On Monday night, Tommy Morrison made a singularly bizarre defense of his World Boxing Organization crown, scoring a fourth-round technical knockout over Tim Tomashek, a flabby, last-minute replacement.

About an hour before the 12-round bout, Mike Williams withdrew, prompting his own manager to call him "yellow" and "a dog." Promoter Bob Arum said Williams refused to take the pre-fight drug test.

It was the first defense of his WBO crown for Morrison (38-1), who is to fight WBC champion Lennox Lewis in March. He was hoping for a good fight before his hometown Kansas City fans.

"It's an odd feeling; it's a bad feeling," Morrison said. "There's not much I can say. . . . At least it was not my fault."

Arum suspected as early as Thursday he may have trouble when Williams did not show for a news conference. As a precaution, a call went to Tomashek on Saturday.

The 28-year-old said he was working at his job at Shopco Distribution in Green Bay, Wis. He was told to hurry to Kansas City.

"They beat me up at work," said Tomashek, who waved to the pro-Morrison crowd between rounds. "That was my training for this fight.

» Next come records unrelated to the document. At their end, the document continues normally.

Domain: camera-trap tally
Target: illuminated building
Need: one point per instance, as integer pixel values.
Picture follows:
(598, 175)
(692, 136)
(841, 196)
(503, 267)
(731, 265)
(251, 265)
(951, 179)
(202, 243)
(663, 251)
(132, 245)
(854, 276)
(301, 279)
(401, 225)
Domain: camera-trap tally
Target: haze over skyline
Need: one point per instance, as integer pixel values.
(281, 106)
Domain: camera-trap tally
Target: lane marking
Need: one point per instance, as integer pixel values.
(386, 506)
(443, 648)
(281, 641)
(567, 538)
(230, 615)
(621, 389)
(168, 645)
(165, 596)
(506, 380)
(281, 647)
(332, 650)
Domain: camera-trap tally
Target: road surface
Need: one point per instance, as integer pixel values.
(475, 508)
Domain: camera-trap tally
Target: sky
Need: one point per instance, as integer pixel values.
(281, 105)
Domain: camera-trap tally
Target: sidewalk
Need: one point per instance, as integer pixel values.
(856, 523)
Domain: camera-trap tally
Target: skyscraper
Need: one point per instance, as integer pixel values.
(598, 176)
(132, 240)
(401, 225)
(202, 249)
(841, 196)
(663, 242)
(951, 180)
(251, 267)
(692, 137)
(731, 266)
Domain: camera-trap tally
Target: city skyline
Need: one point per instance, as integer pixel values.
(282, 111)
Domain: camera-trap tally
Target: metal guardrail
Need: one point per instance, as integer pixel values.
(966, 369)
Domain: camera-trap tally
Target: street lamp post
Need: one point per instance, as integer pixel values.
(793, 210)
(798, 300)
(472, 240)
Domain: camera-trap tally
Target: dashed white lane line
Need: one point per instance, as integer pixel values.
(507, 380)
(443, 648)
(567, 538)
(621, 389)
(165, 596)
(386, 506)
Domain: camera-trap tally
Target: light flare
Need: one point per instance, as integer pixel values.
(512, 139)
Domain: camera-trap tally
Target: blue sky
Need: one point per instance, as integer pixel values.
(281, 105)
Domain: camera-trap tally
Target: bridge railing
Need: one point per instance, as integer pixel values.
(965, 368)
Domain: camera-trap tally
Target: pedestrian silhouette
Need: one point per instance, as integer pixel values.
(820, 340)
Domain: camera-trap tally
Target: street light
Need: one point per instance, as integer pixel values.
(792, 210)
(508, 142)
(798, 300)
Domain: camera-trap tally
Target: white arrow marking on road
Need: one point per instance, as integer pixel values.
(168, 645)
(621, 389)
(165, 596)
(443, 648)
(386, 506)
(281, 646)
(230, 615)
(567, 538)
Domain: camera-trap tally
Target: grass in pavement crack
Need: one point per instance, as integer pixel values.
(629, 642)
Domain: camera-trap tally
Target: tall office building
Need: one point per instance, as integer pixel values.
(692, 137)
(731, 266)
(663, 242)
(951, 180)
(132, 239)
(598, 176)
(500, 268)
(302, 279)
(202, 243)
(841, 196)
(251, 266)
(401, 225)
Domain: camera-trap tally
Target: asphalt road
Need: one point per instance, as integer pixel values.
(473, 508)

I thought it was a joke at first. I said, `Oh, I might as well.' "

The Kemper Arena crowd, which booed Arum's announcement that Williams had left the building, booed even louder when Morrison was awarded the TKO after the fourth round, in which Morrison pounded Tomashek with left-right combinations and opened several face cuts.

Arum would not say Williams withdrew because of the drug test.

"How can I say that?" he said. "I don't really know."

Bob Jordan, the manager for Williams, did not really know, either, but he was incensed.

"The official word is Mike turned yellow and left," Jordan said. "He said he pulled a muscle in his back. We had two doctors check him out and they could not find an injury. His wife said there's nothing wrong with him."

Bill Cayton, co-manager for Morrison, said Williams (21-3) left with back spasms.

Williams, waiting for a cab outside the arena, would not discuss his reason for pulling out, although he said it was not because of a drug test.

"Don't even bring that up," he said. "I don't do drugs."

Morrison scored with left jabs in the early rounds and then put Tomashek down hard with a combination to the head in the fourth. Tomashek's eyes were puffy and bruised. The ringside physician and referee did not allow him to go another round. His record is 34-11.

Williams is a former sparring partner of Morrison's who lost to him in a fictionalized fight in the movie "Rocky V."

"These people [Top Rank, Inc.] said if it's money, they would pay him anything he wanted," Jordan said. "It wasn't the money. He just walked out. . . . I was his manager. He's a bum."